Desconcertada por su actitud pero satisfecha porque ya no estuviera enfadado, Jo asintió con la cabeza.
—Está bien.
La primavera dio paso al verano mientras el circo se desplazaba hacia el norte. El sol se ocultaba más tarde y se asomaba a la gran carpa hasta mucho después de que empezara la función de la tarde. Rara vez llovía con fuerza, pero había repentinas tormentas de verano con rayos y truenos. A lo largo de junio, el Colosal Circo Prescott recorrió Carolina del Norte y se adentró en la parte oeste de Tennessee.
Durante las largas semanas en las que la primavera y el verano se solaparon, Jo llegó a encontrar paradójica la actitud de Keane. La cordialidad que este demostraba era sólo superficial. Se reía si ella decía lago divertido, escuchaba con atención si tenía una queja o, para su desconcierto, a menudo deslizaba entre ellos una barrera sutil. A veces, Jo se preguntaba si la pasión que había ardido entre ellos la noche en que él regresó de Chicago no habría existido nunca en realidad. ¿Habría sido una fantasía el deseo que había paladeado en sus labios? La complicidad que había sentido florecer entre ellos se había marchitado y desvanecido. Ahora eran sólo el propietario del circo y una artista.
Keane voló a Chicago dos veces más durante ese tiempo, pero al volver no le llevó ningún regalo. Ni una sola vez durante esas largas semanas se pasó por su caravana. Al principio, su cambio de actitud desconcertó a Jo. Keane no estaba enfadado. El mal genio ni hacía arder ni helaba su estado de ánimo, Este ocupaba, en cambio, un extraño terreno intermedio que ella no lograba entender. Jo sufría por amor. Y, a medida que los días iban convirtiéndose en semanas, se vio forzada a admitir que Keane no parecía interesado en una relación íntima.

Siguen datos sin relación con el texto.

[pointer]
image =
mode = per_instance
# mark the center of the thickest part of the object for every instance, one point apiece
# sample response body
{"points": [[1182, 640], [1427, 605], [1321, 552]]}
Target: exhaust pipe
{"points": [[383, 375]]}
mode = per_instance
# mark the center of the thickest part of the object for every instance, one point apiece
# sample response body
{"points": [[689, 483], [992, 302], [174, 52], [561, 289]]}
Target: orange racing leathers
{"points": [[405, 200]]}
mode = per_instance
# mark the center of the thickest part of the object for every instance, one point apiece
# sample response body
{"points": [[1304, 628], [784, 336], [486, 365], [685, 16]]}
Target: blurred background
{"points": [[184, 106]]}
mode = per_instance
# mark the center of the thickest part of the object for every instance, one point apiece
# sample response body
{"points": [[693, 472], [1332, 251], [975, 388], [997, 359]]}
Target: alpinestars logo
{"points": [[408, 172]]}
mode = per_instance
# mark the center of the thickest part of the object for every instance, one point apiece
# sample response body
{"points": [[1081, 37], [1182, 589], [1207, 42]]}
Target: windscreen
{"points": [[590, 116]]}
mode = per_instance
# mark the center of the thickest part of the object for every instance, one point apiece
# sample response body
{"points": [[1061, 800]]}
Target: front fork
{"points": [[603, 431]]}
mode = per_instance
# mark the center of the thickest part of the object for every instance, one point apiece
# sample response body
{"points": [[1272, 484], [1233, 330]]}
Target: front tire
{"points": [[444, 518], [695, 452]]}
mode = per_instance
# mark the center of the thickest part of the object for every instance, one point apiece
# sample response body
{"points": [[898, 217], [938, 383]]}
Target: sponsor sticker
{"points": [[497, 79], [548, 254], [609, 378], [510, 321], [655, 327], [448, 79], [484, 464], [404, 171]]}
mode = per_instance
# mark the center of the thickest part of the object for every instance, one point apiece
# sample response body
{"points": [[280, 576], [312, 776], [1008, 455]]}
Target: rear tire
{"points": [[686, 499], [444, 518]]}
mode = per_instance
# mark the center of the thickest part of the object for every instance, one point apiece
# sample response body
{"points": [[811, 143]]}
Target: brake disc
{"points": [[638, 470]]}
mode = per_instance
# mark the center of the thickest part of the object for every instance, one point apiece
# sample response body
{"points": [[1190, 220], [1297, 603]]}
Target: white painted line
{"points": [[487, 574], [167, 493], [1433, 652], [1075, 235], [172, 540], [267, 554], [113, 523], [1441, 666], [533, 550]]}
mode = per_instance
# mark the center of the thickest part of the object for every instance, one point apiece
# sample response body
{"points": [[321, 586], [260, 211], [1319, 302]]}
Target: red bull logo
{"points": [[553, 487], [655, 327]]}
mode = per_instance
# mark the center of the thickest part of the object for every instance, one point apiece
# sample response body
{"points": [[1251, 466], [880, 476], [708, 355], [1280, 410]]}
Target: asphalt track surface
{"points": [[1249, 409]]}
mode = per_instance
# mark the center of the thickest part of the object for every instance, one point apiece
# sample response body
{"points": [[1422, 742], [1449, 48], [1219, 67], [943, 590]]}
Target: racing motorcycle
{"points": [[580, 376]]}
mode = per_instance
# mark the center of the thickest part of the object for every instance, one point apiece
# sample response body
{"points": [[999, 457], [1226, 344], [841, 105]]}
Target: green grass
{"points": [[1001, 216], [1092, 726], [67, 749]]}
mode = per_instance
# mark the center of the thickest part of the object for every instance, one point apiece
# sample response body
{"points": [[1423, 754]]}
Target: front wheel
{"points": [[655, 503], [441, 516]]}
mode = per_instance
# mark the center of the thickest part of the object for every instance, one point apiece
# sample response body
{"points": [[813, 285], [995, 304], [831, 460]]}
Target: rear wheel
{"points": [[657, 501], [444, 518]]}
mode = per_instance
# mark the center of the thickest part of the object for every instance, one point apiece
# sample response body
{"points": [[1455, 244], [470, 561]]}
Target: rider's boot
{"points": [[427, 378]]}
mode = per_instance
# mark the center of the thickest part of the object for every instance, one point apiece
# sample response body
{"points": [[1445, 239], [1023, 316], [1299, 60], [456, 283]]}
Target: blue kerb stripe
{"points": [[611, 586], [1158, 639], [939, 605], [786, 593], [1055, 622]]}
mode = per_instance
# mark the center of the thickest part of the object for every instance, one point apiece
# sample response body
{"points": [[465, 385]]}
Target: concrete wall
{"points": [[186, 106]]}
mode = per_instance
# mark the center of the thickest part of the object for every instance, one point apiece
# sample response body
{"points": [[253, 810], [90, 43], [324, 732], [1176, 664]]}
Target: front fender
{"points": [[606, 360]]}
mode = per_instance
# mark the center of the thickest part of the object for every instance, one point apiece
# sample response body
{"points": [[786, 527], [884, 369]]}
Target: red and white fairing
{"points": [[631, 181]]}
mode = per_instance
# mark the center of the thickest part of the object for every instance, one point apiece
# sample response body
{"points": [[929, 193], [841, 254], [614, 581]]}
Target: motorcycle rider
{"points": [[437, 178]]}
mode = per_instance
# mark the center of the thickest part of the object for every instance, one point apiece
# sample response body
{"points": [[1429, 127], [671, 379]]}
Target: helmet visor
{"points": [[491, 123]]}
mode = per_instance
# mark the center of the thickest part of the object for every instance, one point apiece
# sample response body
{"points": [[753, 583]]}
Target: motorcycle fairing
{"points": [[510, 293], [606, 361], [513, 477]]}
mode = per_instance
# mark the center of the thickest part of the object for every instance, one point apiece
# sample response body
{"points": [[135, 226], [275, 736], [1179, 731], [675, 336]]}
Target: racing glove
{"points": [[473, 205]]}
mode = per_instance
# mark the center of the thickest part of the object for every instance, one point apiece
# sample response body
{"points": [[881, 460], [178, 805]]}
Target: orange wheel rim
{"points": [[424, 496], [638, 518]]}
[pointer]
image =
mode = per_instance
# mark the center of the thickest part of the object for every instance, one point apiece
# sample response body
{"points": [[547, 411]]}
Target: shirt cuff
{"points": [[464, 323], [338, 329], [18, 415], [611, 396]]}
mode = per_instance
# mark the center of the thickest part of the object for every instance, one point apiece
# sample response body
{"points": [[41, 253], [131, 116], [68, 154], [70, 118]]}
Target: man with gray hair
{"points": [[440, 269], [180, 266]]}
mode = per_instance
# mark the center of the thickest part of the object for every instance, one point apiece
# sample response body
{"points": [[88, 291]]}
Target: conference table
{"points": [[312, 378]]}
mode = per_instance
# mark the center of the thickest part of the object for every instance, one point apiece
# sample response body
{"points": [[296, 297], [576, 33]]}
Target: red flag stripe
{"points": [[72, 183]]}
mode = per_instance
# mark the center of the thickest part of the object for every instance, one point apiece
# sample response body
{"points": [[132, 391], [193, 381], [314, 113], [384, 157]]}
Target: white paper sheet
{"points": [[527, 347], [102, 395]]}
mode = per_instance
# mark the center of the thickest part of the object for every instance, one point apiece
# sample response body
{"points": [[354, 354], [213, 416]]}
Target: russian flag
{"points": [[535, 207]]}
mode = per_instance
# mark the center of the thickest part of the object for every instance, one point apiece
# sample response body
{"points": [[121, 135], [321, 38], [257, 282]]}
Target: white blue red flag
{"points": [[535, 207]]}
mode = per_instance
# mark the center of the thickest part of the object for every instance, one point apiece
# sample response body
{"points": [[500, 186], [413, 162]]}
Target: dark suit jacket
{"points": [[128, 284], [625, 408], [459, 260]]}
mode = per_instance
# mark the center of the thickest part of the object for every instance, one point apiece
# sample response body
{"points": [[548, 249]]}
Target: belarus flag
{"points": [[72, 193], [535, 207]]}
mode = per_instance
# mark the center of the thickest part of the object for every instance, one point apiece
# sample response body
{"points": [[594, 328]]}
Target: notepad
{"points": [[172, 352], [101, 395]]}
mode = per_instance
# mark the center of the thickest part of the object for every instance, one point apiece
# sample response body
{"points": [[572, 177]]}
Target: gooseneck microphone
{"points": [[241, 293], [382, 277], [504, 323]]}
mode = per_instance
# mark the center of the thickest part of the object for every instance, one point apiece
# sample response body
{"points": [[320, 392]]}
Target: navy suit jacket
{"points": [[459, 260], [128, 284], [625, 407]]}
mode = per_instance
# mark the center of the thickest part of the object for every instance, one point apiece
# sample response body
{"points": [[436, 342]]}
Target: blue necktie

La víspera de la función del 4 de Julio, Jo yacía despierta en la cama. Sostenía en la mano el volumen de Dante, pero el libro sólo servía para recordarle el vacío que sentía. Lo cerró y se quedó mirando el techo. «Es hora de olvidarse de eso», se dijo en tono de reproche. «Es hora de que dejes de fingir que alguna vez formó parte de tu vida. El hecho de que le quieras sólo significa que forma parte de tus deseos. Nunca te habló de amor, nunca te prometió nada, nunca te ofreció nada excepto lo que te dio. No ha hecho nada para hacerme daño». Cerró los ojos con fuerza y apretó el libro entre las manos. «Ojalá pudiera odiarlo por enseñarme cómo podría ser la vida para luego alejarse», pensó.
«Pero no puedo». Dejó escapar un suspiro tembloroso y aflojó las manos sobre el libro. Pasó suavemente un dedo por la lisa encuadernación de piel. «No puedo odiarlo, pero tampoco puedo quererlo abiertamente. ¿Qué puedo hacer para parar? Debería alegrarme de que haya dejado de desearme. Habría hecho el amor con él. Y luego habría sido cien veces más doloroso. ¿Podría sufrir cien veces más?». Se quedó quieta unos instantes, intentando aquietar sus pensamientos.
«Es mejor no saberlo», se dijo con severidad. «Es mejor recordar que fue amable conmigo cuando le necesitaba y que no tenía derecho a hacerle exigencias. El verano no dura siempre. Puede que, cuando acabe, no vuelva a verle. Por lo menos puedo guardar el dulce recuerdo del tiempo que pasamos juntos».
Aquellas palabras sonaban huecas en su corazón.